Editorial: Fundraising limitations cause stress for clubs and classes

Students have to get creative with how to fundraise.

— Deb Smith

Prom. Grad Night. Class rings. Caps and gowns. It’s senior year and these are just a few of the things students look forward to as they reach the end their high school experience.

However, with the tighter restrictions on fundraising, families may be forced to pay more.

When DPMHS was established in 2009, the district classified the school as an elementary school due to the small population. However, the district realized that we are in fact a high school and therefore deserve all the things a “normal” school would have, including a financial manager.

Tammy Tran, the school’s financial manager, is required to oversee the school’s fundraising and make sure all the district rules are followed correctly. Before her, much of our fundraising was done in a more relaxed manner, allowing those groups running fundraisers (classes, clubs, etc.) to take all of the profits.

Now that the district hired a financial manager, administrators are forced to implement the restrictions. Though there are many, the rule that will most affect students is that 50 percent of any fundraising proceeds must go to the student body. Before this year, the sponsoring class or club in charge of the fundraiser was able to keep all the money raised.

Starting with the class of 2016, fundraising will become more and more difficult.

According to District documents, “Some of the activities/expenses that general student body funds support are: sports teams, facilities, graduation, newspaper, yearbook, drama productions and other expenses.”

It is understandable that the District wants to fund the general student body, but it can be hard to get all students on board with this idea, since representatives from each class must vote on what the money is spent on. For example, convincing underclassmen to donate money to a specific cause, especially a cause they won’t be a part of, say graduation or caps and gowns for the seniors, is easier said than done.

While cost of prom is already high, last year’s prom was $75, and it will most likely increase in the upcoming years. Senior dues, which was $50 the past two years, helps pay for various costs, could also be raised.

“I quit,” Senior class sponsor and social sciences teacher Robert Hoeks said. “I quit fundraising because it’s getting harder and harder. (Future) classes are going to really work hard since they’re not able to fundraise the same way.”

One option is to ask all families to donate money to the school at the beginning of the year and if the parent asks that the money be donated to a specific place, the entire amount goes there. For example, if a parent donates $25 and asks it to go to the senior class, half does not have to go the general student body.

Despite this “loophole,” few take advantage of it, which gets us back to square one: no matter what students do for a fundraiser, half of whatever they make will essentially disappear into the inaccessible void that is the general student body account.

The 50 percent rule seems counter-productive. If LAUSD truly does want each and every one of its students to succeed, should it not try to support both the student body and the varied sections within it?

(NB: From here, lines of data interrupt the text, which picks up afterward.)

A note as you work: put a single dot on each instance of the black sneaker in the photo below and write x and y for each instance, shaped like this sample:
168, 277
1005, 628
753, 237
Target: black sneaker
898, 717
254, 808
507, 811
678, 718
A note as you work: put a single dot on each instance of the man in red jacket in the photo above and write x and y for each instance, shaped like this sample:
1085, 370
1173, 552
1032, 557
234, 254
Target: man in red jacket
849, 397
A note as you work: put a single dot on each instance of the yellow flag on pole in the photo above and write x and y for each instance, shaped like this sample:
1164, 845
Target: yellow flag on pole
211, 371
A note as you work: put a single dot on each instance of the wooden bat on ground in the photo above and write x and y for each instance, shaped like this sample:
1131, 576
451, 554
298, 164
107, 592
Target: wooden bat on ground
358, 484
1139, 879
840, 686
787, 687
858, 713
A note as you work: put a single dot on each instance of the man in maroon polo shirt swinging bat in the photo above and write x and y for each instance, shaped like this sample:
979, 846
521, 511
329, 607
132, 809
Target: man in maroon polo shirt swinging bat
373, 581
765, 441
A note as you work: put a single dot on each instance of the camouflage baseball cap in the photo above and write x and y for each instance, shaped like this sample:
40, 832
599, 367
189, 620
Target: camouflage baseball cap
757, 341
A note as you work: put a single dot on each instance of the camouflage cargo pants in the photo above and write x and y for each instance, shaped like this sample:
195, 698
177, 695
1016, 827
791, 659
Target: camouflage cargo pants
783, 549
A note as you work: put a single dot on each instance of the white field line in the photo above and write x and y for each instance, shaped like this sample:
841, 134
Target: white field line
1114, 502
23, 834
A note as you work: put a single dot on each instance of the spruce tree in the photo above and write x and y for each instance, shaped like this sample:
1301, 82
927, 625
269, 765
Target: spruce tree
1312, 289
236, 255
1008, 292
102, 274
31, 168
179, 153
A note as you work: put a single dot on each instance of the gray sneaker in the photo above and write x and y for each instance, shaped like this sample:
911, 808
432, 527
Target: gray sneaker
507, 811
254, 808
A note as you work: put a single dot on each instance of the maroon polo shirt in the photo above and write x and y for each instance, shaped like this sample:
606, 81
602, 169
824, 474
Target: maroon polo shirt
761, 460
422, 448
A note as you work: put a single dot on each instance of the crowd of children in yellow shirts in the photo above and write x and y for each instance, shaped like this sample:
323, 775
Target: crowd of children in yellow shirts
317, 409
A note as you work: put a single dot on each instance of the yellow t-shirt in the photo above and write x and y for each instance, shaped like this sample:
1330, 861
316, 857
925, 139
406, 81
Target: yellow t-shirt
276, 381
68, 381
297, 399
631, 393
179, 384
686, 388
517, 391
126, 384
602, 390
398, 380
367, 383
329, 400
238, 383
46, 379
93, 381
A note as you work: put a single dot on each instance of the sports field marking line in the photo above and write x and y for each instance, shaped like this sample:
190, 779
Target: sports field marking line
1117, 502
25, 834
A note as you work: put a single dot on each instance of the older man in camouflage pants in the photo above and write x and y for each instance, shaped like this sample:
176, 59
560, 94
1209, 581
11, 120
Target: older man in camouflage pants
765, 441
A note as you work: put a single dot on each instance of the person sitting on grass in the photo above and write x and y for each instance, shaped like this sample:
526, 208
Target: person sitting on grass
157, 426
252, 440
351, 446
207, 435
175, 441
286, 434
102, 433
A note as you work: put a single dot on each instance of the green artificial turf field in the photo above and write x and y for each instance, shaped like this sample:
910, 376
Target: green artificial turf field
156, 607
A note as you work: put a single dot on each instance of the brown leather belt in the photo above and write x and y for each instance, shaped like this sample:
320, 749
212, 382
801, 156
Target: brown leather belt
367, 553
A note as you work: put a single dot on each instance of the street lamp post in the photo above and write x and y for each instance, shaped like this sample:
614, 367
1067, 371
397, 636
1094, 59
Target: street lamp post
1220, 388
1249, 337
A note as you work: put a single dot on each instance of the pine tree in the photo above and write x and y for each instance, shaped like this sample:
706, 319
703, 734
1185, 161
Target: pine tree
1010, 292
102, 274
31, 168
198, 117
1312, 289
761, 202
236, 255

Perhaps LAUSD could amend the policy so that the percentage is reduced to 25 percent; this lets the club/class still have profitable fundraisers while insuring a portion of money for the student body’s use. With the amount of fundraisers that are run, even with the 25 percent figure, the student body will receive plenty of funds.

What if the policy stays as it is, with half of clubs and classes’ proceeds being sent to the student body? Fundraising remains just as difficult and probably becomes even harder. In order to account for the student body’s “cut,” groups will have to double the amount they raise at fundraisers just to get the amount they wanted and hope that more families are willing to attend.

In short, students and parents should plan on spending more money, especially during senior year.